In this embodiment, the wavelength is 400 nm-550 nm, and the laser energy is 1 × 105Joule-2.5X 105The joule excitation light 420 excites and detects the reaction product 2-hydroxyterephthalic acid, and the intensity of the emission light 430 of the reaction product 2-hydroxyterephthalic acid at the position of 450 nm is obtained.
With continued reference to fig. 14, the first group concentration in the reaction product is obtained according to the chemical emission intensity.
The method for obtaining the first group concentration according to the chemical emission intensity comprises the following steps: obtaining a first group-chemical emission intensity relation model; and acquiring corresponding first group concentration according to the chemical emission intensity by adopting the first group-chemical emission intensity relation model.

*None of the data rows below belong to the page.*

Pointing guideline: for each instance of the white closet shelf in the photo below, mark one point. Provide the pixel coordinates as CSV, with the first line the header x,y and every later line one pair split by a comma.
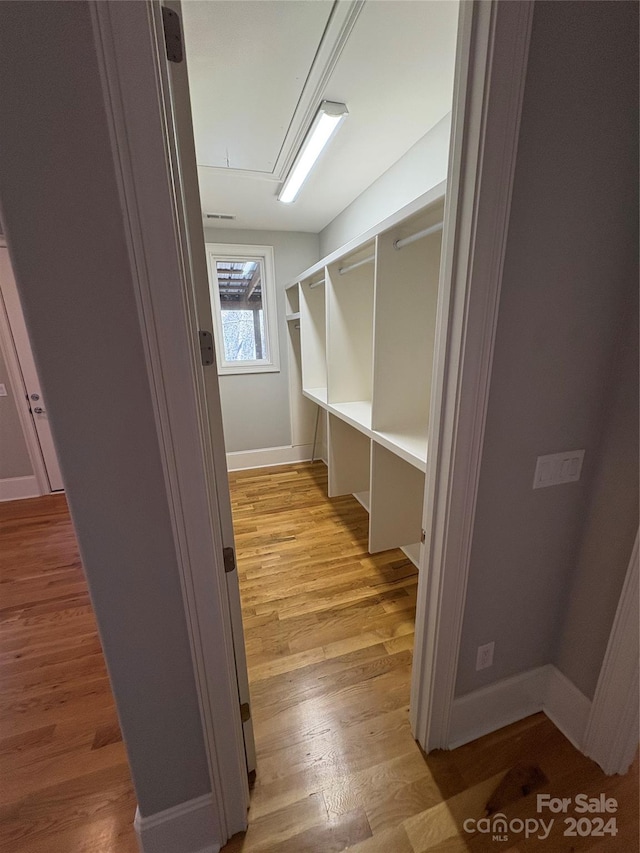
x,y
412,447
357,414
318,395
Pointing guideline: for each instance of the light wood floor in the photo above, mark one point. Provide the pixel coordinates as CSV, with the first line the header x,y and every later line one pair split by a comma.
x,y
329,634
65,785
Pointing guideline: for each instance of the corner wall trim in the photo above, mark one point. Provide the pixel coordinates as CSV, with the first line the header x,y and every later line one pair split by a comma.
x,y
186,828
511,699
567,707
267,457
16,488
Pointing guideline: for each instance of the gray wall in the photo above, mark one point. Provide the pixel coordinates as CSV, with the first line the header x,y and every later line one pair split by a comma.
x,y
422,167
570,277
255,406
611,521
63,220
14,456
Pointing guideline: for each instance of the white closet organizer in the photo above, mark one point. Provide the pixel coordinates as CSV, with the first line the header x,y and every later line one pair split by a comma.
x,y
367,324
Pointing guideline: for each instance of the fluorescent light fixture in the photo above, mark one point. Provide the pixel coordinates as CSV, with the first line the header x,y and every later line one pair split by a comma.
x,y
328,119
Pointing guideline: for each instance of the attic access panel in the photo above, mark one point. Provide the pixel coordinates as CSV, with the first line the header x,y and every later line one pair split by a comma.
x,y
248,65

In this embodiment, the first group OH and the capture agent 210 terephthalic acid generate only 2-hydroxyterephthalic acid as a reaction product, and the 2-hydroxyterephthalic acid can generate light with a specific wavelength under excitation light, so that the relationship between the concentration of the first group and the chemical emission intensity of the reaction product 2-hydroxyterephthalic acid can be established by function conversion. And then according to the measured specific value of the chemical emission intensity of the reaction product 2-hydroxy terephthalic acid, the corresponding first group concentration can be obtained.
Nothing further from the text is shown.